Experts question MnDOT guardrail repair speed after car falls off bridge

Loading Video…

This browser does not support the Video element.

MnDOT guardrail under question after crashes

Traffic experts are questioning MnDOT’s efforts to fix a guardrail on Highway 169 in a timely manner.

Traffic experts are questioning the Minnesota Department of Transportation (MnDOT) for slow guardrail repairs, potentially opening the door for worse damage and injuries.

A car fell off a bridge during a crash on Sept. 29 after guardrail damage caused by another crash 16 days earlier at the same spot on Highway 169.

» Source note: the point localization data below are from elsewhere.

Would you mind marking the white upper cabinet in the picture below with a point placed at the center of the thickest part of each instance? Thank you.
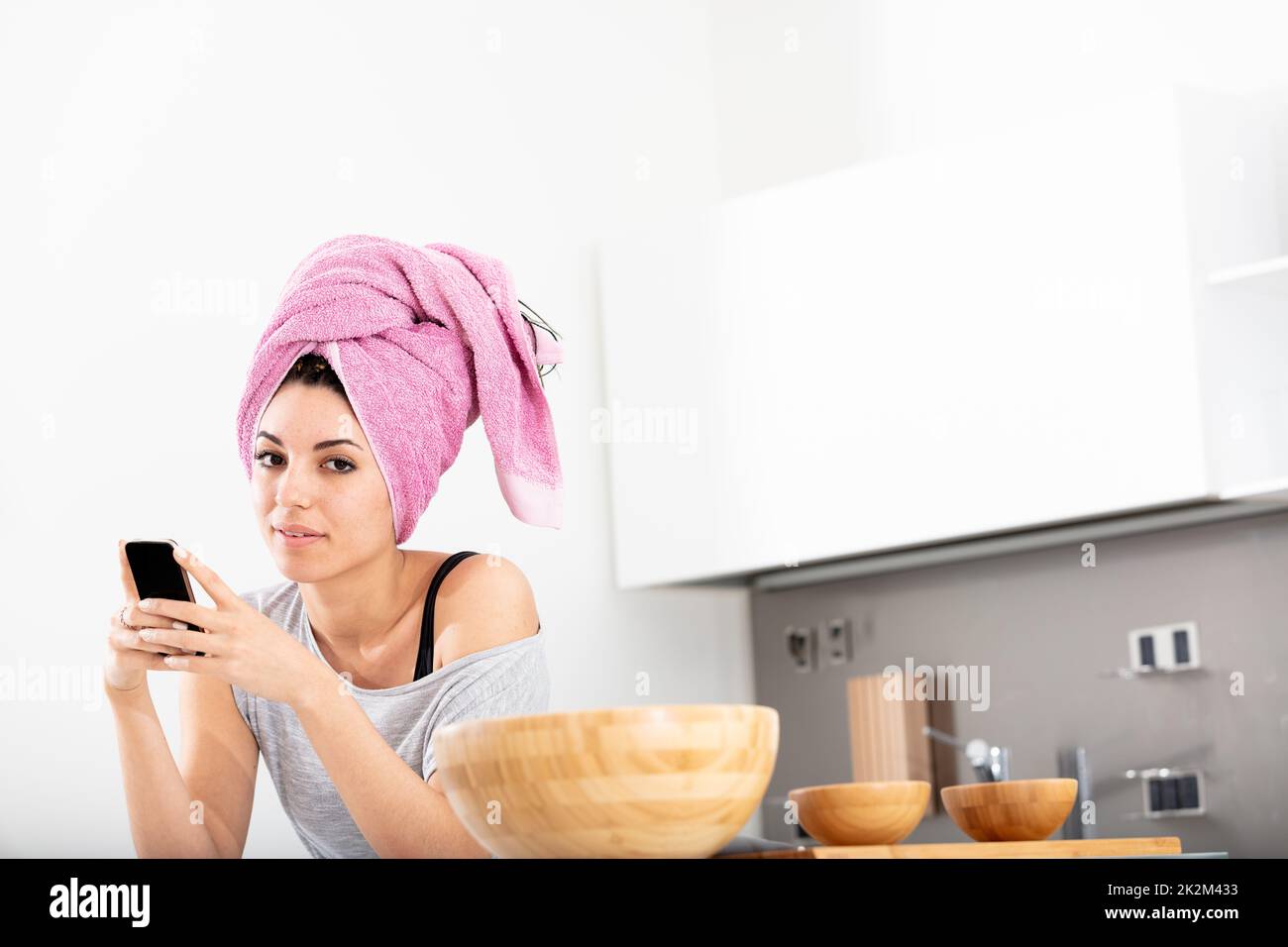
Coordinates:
(1022, 329)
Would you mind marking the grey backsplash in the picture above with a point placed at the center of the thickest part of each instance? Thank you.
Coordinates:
(1046, 625)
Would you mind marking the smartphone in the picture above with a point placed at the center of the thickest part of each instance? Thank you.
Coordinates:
(158, 575)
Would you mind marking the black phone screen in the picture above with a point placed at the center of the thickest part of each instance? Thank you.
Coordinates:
(158, 575)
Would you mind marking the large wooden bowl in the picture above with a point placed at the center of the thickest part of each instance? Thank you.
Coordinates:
(674, 781)
(1010, 810)
(862, 813)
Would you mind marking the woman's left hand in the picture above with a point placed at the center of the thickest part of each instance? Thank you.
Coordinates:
(240, 644)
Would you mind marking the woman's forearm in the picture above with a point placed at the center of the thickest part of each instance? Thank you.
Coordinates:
(155, 791)
(399, 814)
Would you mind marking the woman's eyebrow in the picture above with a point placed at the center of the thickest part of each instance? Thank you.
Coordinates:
(318, 446)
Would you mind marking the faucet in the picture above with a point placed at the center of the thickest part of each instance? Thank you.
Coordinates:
(991, 763)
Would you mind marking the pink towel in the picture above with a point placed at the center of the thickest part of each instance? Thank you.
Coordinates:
(425, 341)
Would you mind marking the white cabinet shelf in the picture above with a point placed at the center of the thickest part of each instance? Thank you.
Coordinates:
(1003, 333)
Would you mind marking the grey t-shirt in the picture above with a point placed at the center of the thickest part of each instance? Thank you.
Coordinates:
(503, 681)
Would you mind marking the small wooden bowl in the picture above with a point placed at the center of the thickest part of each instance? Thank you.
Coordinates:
(1010, 810)
(673, 781)
(862, 813)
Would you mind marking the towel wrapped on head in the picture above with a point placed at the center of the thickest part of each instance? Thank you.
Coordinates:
(425, 341)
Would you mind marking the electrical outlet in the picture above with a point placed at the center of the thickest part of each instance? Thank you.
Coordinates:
(837, 642)
(1164, 647)
(802, 647)
(1173, 792)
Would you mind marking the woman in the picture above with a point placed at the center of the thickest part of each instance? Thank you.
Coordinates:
(342, 674)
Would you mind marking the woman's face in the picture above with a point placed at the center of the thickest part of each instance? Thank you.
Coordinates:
(320, 474)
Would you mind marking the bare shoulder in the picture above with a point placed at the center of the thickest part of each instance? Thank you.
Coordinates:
(484, 600)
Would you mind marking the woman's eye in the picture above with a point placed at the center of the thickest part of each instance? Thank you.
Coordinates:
(349, 464)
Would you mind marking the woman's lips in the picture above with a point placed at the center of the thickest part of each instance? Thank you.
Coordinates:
(296, 541)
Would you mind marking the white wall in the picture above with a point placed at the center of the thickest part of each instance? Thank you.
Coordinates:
(155, 149)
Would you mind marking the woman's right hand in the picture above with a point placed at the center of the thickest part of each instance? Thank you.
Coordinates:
(129, 656)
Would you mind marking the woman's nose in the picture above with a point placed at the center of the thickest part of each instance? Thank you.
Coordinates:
(292, 488)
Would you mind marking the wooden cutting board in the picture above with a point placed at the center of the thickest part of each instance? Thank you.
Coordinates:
(1052, 848)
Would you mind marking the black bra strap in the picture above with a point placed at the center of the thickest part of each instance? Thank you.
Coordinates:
(425, 656)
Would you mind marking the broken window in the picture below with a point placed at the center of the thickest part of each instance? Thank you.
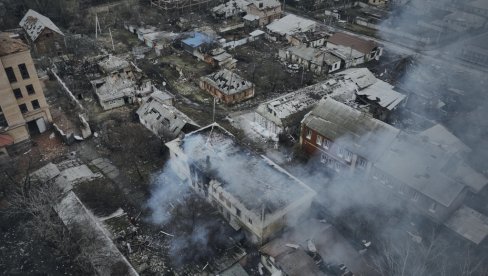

Headlights disappeared into the guardrail as a car veered off a Highway 169 overpass at Highway 62 on Sept. 13. The car rolled over, but the driver walked away from the collision.

Steve the Guardrail Guy has watched dozens of collisions like this after his daughter died in a guardrail crash in 2016.

He says the bullnose guardrail likely saved the driver from injury or death.

"Look at the success," said the YouTube poster whose real name is Stephen Eimers. "You prevented this person from going over what's called an elephant trap, the area between the two bridges. This is a beautiful performance."

But the guardrail was damaged.

In its place, MnDOT placed a cone of orange barrels as a barricade.

When a truck veered off the road in the same spot 16 days later, the barricade didn’t hold and the truck fell more than 10 feet down to Highway 62.

"I'm like, 'Oh my goodness, They didn't get it fixed' and we saw a completely different outcome," Eimers said.

Traffic engineer Craig Moskowitz says some states reduce the risk of escalating collision injuries and damage by requiring repairs to safety installations like guardrails within a short timeframe.

"It's okay to put in a temporary barricade or some kind of temporary barrier, but for an extremely short period of time," said Moskowitz, who is president of CLM Engineering Associates.

Minnesota regulations don’t specify a repair timeframe.

Steve the Guardrail Guy says legislators should consider changing that. He watched with surprise as the driver in the second crash also walked away without major injuries, but he says MnDOT shouldn’t gamble on the same outcome in the next crash.

"Luck is not a safe strategy when it comes to timely repair of guardrails," Eimers said.

The orange barrel barricade is back up again now, but the guardrail still isn’t fixed, 20 days after the first crash.

FOX 9 reached out to MnDOT early Tuesday to ask about the repairs process and why this has taken so long, but they couldn’t get us an answer by late afternoon.